How We Reached This Point
U.S. carriers suspended China service in winter, over falling demand and COVID-19 concerns. With the virus thought to be under control outside the latest Beijing flareup, U.S. carriers want to resume service, even if U.S. citizens are still not allowed in the country.
But China declared that only carriers operating on March 12, 2020 could operate between the two nations. Conveniently, only Chinese airlines were operating on that date. Labelled an arbitrary move that violated the bilateral air service agreement between the two nations, the U.S. blocked all Chinese airlines from serving the United States. The ban was due to go into effect June 16.

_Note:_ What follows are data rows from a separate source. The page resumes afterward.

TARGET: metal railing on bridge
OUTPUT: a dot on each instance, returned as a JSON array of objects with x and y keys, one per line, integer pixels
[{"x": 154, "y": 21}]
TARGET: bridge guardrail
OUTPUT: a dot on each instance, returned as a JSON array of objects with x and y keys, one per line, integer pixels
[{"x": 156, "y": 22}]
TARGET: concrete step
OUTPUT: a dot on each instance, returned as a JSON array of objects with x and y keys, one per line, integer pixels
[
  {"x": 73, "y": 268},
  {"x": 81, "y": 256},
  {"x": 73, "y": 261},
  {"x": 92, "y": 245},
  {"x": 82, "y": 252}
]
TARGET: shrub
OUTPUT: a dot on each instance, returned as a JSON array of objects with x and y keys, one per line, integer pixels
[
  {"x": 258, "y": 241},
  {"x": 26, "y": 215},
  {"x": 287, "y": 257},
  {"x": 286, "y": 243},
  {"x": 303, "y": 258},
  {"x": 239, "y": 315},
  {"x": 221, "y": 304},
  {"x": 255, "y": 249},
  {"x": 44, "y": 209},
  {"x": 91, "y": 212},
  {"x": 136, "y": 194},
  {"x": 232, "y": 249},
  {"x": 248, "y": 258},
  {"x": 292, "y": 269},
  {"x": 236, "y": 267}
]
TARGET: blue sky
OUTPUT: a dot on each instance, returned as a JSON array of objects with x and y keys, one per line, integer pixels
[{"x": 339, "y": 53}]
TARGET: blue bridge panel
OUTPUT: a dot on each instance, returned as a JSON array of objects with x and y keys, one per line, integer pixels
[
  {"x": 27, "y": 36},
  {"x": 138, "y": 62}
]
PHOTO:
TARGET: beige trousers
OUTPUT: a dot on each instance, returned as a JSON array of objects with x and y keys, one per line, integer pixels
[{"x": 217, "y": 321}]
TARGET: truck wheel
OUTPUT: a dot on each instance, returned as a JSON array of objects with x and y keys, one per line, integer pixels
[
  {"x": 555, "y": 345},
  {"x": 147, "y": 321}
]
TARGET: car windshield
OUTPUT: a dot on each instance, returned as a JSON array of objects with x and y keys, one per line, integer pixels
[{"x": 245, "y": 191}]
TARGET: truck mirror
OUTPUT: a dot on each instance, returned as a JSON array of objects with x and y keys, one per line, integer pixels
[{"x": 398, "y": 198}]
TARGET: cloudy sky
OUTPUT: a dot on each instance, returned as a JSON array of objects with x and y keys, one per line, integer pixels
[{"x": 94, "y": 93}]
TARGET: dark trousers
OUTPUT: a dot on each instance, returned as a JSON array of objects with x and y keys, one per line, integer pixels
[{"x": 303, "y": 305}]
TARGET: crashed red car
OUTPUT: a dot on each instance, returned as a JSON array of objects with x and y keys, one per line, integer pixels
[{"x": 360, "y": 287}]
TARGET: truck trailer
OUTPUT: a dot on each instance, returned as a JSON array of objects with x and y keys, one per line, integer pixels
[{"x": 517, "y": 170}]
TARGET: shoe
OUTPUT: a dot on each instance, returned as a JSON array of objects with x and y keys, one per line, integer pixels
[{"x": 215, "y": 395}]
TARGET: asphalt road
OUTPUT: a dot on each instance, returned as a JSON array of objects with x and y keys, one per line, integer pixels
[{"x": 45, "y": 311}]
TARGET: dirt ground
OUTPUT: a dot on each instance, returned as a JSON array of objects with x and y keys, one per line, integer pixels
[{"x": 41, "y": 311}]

The ban prompted China to quickly reverse course. Suddenly, U.S. carriers were permitted to operate one flight per week, the same as Chinese carriers. Again, the U.S. pushed back, stating that such limits did not capture the spirit of the bilateral deal and still created an uneven playing field since more Chinese carriers served the U.S. than U.S. carriers serving China.
Earlier this week, the two sides reached a compromise, with each country allowing four flights per week. The U.S. indicated that it would allow more flights if China would allow more flights.
Chinese Airlines Want To Add More U.S. Service
The Chinese airlines wishing to serve the USA are more numerous than the U.S. carriers wanting to serve Mainland China. The compromise meant that not every Chinese airline would be allowed to operate to the USA.
Currently, these four flights operate:
- Air China (Beijing [PEK] – Los Angeles [LAX])
- China Eastern (Shanghai [PVG] – New York [JFK])
- China Southern (Guangzhou [CAN] – Los Angeles [LAX])
- Xiamen Airlines (Xiamen [XMN] – Los Angeles [LAX])
Hoping to avoid a game of musical chairs, Chinese carriers requested additional service to the United States after the four flight compromise was reached.
U.S. Gently Rejects Chinese Airlines’ Flight Requests
Yesterday, the U.S. Department of Transportation rejected that request. The DOT said its decision was in order “maintain the parity” between the two nations. But it also invited China to open up more routes so the U.S. could do the same. The order was also gentle, in that it went out of its way to reduce tension:
“The Department has conveyed to our Chinese counterparts that this order is a procedural matter only and that it should not be viewed as an escalation on our part.”
The gentle words may allow China to “save face” and loosen its airline restrictions, which would increase air service to both countries.
The U.S. has rejected the latest request from Chinese airlines to add more service to the USA. It claims it is doing so on “parity” grounds, but went to great lengths to argue that it is not trying to “escalate” tensions by its rejection. Both countries now have the opportunity to reduce tensions further by being the first to allow additional air service.